New artists and new community causes will mark this year’s Tokeland-North Cove Art Studio Tour.
Sandy Prosser and Michelle Lester have been co-chairing the event for two years, but this is Lester’s third year at the helm.
“After doing it the first year, I said I would only do it again if I had a co-chair,” laughs Lester, who took the post a year after moving here from Yakima. “And luckily, Sandy stepped up to the plate.”
Prosser is not an artist, but she certainly brings plenty to the table. As secretary of the Tokeland-North Cove Chamber of Commerce, she knows how and where to drum up community support for the event. She’s also in charge of organizing the auctions.
In fact, it was her idea to add a fundraising element to the tour. Starting last year, an art auction was held at the end of the day, with most of the proceeds going to the Ocosta Junior/Senior High School Art Club as well as the elementary school’s art program. It raised $5,000 with about 45 attendees. She’s hoping for 60 this time.

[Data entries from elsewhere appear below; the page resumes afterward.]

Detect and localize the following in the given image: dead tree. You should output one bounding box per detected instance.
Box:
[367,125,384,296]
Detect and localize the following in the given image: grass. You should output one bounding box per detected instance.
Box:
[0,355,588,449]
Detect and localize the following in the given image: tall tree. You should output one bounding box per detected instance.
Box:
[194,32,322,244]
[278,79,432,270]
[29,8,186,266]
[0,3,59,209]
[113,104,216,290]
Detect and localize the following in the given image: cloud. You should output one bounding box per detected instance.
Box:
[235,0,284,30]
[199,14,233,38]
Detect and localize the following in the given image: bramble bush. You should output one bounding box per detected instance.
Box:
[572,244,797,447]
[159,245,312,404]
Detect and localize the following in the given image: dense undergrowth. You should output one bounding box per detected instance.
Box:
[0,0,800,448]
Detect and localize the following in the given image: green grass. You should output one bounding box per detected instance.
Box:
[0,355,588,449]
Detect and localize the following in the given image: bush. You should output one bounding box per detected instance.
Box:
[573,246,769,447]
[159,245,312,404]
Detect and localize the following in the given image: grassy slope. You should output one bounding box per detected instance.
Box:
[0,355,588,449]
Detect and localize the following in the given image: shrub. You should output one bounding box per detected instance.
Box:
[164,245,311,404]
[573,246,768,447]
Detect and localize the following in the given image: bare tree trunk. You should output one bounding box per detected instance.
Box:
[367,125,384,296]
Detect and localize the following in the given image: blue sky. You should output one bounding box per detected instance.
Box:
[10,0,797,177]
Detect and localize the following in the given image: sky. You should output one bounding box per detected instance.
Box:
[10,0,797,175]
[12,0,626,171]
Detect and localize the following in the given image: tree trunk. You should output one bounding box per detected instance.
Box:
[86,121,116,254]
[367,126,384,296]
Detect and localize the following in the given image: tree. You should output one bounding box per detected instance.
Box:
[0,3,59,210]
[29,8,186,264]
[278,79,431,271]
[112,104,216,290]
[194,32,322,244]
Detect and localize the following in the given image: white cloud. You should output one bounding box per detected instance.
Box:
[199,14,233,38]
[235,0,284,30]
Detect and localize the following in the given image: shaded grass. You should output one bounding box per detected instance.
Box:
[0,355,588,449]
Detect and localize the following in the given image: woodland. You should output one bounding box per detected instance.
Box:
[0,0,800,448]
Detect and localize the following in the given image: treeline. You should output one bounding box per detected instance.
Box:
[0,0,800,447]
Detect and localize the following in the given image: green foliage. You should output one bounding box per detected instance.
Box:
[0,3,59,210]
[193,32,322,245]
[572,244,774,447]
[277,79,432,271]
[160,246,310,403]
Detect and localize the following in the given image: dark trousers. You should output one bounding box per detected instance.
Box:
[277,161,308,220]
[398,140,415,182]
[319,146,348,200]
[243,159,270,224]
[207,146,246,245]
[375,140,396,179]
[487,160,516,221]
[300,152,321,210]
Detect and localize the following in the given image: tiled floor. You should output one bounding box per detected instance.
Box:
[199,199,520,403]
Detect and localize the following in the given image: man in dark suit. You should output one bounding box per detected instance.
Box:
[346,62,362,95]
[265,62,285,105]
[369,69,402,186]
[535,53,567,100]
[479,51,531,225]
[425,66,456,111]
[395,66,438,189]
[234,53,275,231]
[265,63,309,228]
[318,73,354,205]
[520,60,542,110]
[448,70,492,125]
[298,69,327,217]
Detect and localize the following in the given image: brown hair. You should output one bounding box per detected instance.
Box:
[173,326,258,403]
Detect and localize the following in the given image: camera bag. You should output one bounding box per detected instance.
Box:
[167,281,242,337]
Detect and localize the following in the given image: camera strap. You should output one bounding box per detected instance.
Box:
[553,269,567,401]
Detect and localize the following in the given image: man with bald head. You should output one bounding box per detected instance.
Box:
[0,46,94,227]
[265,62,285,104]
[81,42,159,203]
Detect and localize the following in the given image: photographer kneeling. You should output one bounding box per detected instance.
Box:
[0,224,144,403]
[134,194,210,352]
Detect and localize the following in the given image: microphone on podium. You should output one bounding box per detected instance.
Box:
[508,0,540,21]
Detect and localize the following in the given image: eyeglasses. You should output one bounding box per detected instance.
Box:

On Saturday, the post-tour events will start around 5 p.m. with a silent auction at Trade Winds by the Bay, along with the box wine tasting featuring locally sourced hors d’oeuvres. Live auctions will start there at about 6:45, conducted by Ocosta art teacher Don Watkins.
Auction items are donated by various local artists and other businesses. Jeffro Uitto is donating one of his famous driftwood heron sculptures, for example, and there will be some packages for local lodging and entertainment.
“It’s super fun, and the wine helps lubricate the evening,” jokes Prosser.
A second live auction, new this year, will feature jetty rocks painted by members of the Ocosta Junior/Senior High Art Club. The students are donating their time and talents to help support Wash Away No More: Rock purchases will help cover the cost of gravel for that nonprofit’s effort to shore up the area’s shoreline.
Branching out
Tokeland jewelry maker Judith Altruda founded the tour in 2007 with North Cove photographer Marcy Merrill. The inaugural event comprised 21 local participants showing their works at nine sites. “We were pretty ambitious,” says Altruda.
Artists on this year’s tour range from South Bend all the way up to Forks, but they’ll all be concentrated within a small area for this event.
“This is just from North Cove down to Nelson Crab,” says Prosser. “We’re talking about just a 5-mile stretch with 10 stops and 40 artists.”
Altruda is especially proud that, 12 years later, a younger generation of homegrown artists is stepping up.
Woodcarver Spencer Hogan, for example — Jeffro Uitto’s younger brother — will be participating this year. There’s also Altruda’s daughter, Sophia Anderson, who draws, paints and does mixed-media work; and Eric Fitzpatrick, a 20-year-old photographer. Plus, Ocosta’s art students are on both the giving and receiving end of things now.
“It’s exciting to see our own kids as they’re maturing into adults, taking on this mantle,” says Altruda. “That really defines success to me.”
SATURDAY
The tour
When: 10 a.m. to 4 p.m.
Where: 10 locations (map available online and at the Tokeland Hotel)
The auctions
When: Starting around 5 p.m.
Where: Trade Winds by the Bay
What: Silent and live auctions of local artists’ works, packages donated by local businesses, and jetty rocks painted by art students.
Why: Proceeds will benefit Ocosta schools’ art programs and Wash Away No More.